Dieses Zitat stammt aus einem Feldpostbrief, den der Sterbfritzer Soldat Heinrich Euler am 4. Dezember 1942 an seine Eltern schrieb. Heinrich Euler wurde wenig später bei Stalingrad als vermisst gemeldet. Er sah seine Heimat nie wieder. Dieses Schicksal teilte er mit 89 Sterbfritzer Männern und einer Frau, die im Zweiten Weltkrieg starben.
Am DENKMAL Sterbfritz wollen wir die Namen der ermordeten Juden und der Gefallenen der Jahre 1939 bis 1945 sowie die Namen der 49 Opfer des Ersten Weltkrieges (unter ihnen fünf jüdische Sterbfritzer) nennen. Diese Menschen und die Ereignisse, die zu ihrem Tod führten, sollen nicht in Vergessenheit geraten. Denn das Vergessen hat ohne Zweifel bereits begonnen. Schätzungen zufolge starben im Zweiten Weltkrieg allein in der Ukraine 8 Millionen Menschen, und dennoch wird in diesem Land heute wieder Krieg geführt – an Orten, an denen vor rund 80 Jahren auch Sterbfritzer Soldaten starben.
Mit dem DENKMAL, das als Platzfolge vor der evangelischen Kirche Sterbfritz errichtet wird, wollen wir den Menschen bewusst machen, dass gesellschaftliche und politische Probleme niemals durch Intoleranz und Krieg gelöst werden können, sondern durch Hass und Gewalt nur immer weiter verstärkt werden. Im Sinne von Heinrich Eulers Bekenntnis soll das DENKMAL eine Erinnerungsstätte und ein Ort des geschichtlichen Lernens sein – gegen den Krieg und für den Frieden.

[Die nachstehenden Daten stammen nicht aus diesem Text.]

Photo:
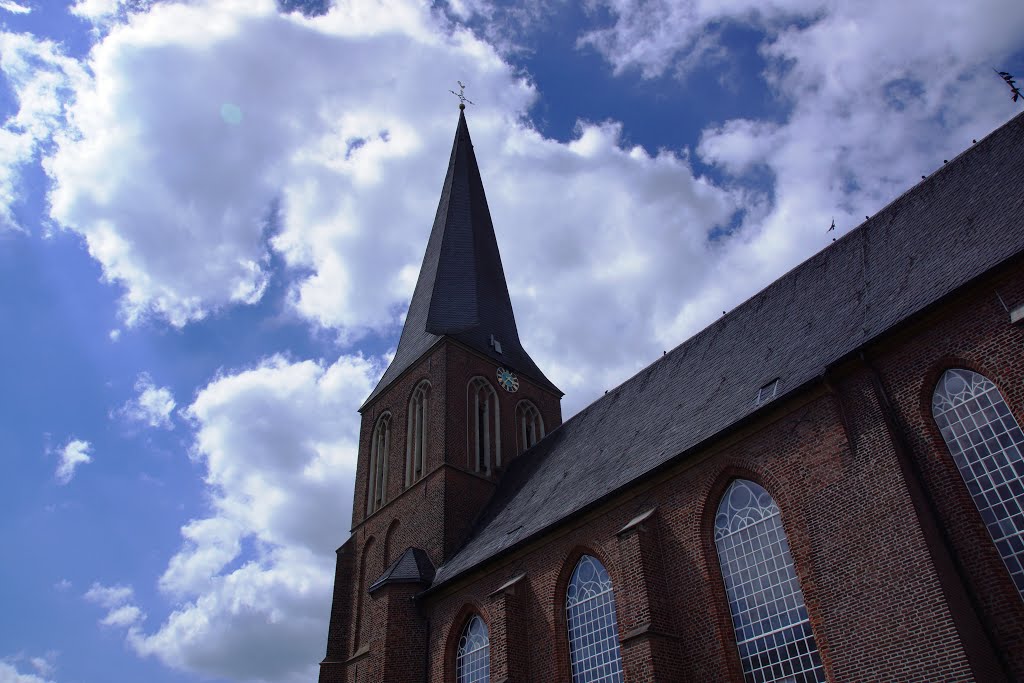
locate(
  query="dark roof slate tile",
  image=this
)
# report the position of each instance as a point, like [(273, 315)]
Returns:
[(461, 291), (965, 219)]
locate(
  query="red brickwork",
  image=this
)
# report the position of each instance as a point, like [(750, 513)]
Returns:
[(898, 573), (435, 513)]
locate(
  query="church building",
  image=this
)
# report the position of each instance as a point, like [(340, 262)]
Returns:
[(824, 484)]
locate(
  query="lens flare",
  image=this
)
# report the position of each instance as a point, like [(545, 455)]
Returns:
[(230, 114)]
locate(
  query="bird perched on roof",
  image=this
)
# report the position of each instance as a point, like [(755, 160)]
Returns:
[(1015, 91)]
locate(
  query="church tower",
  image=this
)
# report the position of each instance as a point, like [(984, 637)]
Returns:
[(459, 402)]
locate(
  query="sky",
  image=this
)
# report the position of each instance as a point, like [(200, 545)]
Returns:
[(213, 212)]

Das Durchschnittsalter der vom Chronik-Team recherchierten Sterbfritzer Gefallenen des Zweiten Weltkriegs beträgt 27 Jahre. Die Altersgruppe der 18- bis 20-Jährigen macht einen Anteil von mehr als einem Drittel der Sterbfritzer Gefallenen aus. Einer von ihnen war Heinrich Euler. Er wurde 1923 in Sterbfritz als ältester von drei Brüdern geboren. Nach dem Besuch der Volksschule machte er eine Lehre als Weißbinder.

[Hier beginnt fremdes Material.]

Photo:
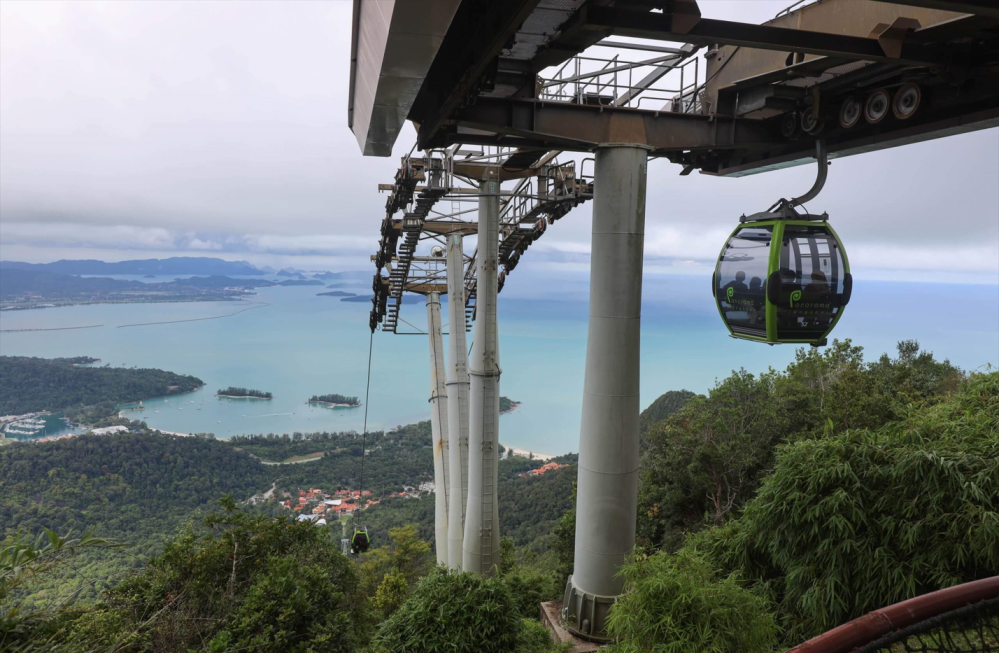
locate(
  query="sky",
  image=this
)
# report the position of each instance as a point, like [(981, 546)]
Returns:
[(153, 129)]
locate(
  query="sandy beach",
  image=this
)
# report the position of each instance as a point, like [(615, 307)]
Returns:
[(525, 453)]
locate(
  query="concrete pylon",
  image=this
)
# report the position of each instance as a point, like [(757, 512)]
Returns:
[(438, 424), (607, 486), (480, 548), (457, 404)]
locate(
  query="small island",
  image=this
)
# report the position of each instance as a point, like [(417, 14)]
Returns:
[(243, 393), (508, 405), (335, 400)]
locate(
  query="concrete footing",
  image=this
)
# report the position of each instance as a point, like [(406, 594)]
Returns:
[(550, 612)]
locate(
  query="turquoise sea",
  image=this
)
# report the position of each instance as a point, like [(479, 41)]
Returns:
[(300, 344)]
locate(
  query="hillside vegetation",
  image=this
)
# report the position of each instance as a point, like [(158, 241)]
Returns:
[(134, 488), (772, 508)]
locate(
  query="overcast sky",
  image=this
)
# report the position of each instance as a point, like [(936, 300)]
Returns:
[(152, 129)]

Nach allem, was wir wissen, wollte Heinrich Euler sich freiwillig für den Dienst in der Wehrmacht melden. Er war kriegsbegeistert, wie viele junge Männer im Dritten Reich. Seine Eltern waren es nicht. Sein Vater war vielmehr ein erklärter Gegner des Krieges. Er war dies, weil er selbst als junger Mann die Schrecken des Ersten Weltkriegs erlebt hatte. Er versuchte zu verhindern, dass sein Sohn sich frei-willig zu den Waffen meldete. Als er ein Schreiben unterzeichnen sollte, damit der noch nicht volljährige Sohn Kriegsdienst leisten konnte, soll er dieses in den Ofen geworfen haben mit den Worten: „Ich lasse meinen Sohn nicht verheizen.“ Wahrscheinlich konnte der Vater so die freiwillige Meldung des Sohnes verhindern. Doch als Heinrich Euler 18 Jahre alt war, wurde er gemustert, zunächst zum Reichsarbeitsdienst eingezogen und danach zur Wehrmacht.

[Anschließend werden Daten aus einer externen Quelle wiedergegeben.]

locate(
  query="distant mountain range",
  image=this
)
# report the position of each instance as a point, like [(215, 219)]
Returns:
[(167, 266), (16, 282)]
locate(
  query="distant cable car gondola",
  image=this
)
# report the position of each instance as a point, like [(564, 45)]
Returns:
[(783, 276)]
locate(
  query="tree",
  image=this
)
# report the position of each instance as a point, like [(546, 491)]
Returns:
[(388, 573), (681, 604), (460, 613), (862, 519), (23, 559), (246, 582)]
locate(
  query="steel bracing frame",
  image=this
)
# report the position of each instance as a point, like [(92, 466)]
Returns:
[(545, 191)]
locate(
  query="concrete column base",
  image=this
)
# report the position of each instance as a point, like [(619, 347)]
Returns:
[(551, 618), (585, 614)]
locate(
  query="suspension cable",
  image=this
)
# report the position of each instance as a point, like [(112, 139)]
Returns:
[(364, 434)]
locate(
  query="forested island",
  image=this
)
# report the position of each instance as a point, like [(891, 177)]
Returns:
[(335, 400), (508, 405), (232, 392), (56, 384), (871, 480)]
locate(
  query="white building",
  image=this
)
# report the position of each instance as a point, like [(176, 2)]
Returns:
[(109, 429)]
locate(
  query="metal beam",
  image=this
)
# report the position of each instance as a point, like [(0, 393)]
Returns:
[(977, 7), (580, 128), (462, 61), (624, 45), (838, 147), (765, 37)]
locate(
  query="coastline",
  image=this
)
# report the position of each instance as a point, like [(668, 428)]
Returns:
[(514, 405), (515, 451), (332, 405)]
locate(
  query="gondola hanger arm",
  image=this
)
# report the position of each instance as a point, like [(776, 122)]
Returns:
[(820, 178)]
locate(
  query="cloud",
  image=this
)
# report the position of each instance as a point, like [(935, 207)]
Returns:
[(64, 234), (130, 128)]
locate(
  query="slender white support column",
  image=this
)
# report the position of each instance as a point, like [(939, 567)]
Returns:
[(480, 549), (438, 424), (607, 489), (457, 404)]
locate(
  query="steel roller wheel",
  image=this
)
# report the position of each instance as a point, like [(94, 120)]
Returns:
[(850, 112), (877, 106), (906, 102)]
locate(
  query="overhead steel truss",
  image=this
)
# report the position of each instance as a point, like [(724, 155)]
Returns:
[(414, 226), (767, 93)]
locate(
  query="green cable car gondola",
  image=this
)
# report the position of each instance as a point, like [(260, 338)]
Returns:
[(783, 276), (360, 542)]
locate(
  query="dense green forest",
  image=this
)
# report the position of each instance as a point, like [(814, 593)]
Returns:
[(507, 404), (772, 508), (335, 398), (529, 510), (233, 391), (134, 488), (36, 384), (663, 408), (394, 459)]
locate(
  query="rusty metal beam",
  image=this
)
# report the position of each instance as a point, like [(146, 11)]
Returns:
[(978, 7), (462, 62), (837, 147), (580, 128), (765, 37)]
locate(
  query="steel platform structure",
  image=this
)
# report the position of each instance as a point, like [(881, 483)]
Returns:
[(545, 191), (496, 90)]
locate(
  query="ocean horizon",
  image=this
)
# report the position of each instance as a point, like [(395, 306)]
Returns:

Im Sommer 1942 ging es für Heinrich Euler „nach Osten“, an die Front. Von Heinrich Euler sind einige Feldpostbriefe erhalten, die er an seine Familie in Sterbfritz schrieb. Wir wissen aus diesen Briefen, dass Heinrich Euler mit seiner Einheit in Stalingrad eingesetzt war.
Die 6. Armee der deutschen Wehrmacht nahm Stalingrad ein und zerstörte die Stadt fast vollständig, wurde dann aber Ende November 1942 von der Roten Armee eingekesselt. Aus den Briefen Heinrich Eulers an die Familie ist u.a. zu entnehmen, wie sich die Lage der im Kessel von Stalingrad eingeschlossenen Soldaten zuspitzte.
Sein letzter erhaltener Brief datiert vom 5. Januar 1943. Darin schrieb er: „Liebe Eltern, nun sind wir schon 7 Wochen eingeschlossen, und es ist immer noch keine Hoffnung auf eine Befreiung. Wir können von Tag zu Tag weniger essen, was schon ganz schlimme Formen angenommen hat. Wir bekommen pro Tag 100 Gramm Brot und mittags ein halbes Kochgeschirr voll Suppe. […] Liebe Eltern, ich gebe 100 RM zum Besten, wenn wir hier wieder herauskommen, denn wir gehen hier elend zu Grunde, wenn nicht bald ein Wunder geschieht.“
Das Wunder geschah nicht. Heinrich Eulers Spuren verlieren sich im Januar 1943. Wir wissen nicht, ob er bei Kampfhandlungen getötet wurde oder in russische Kriegsgefangen-schaft geriet. Wahrscheinlich erlebte er seinen 20. Geburtstag nicht mehr.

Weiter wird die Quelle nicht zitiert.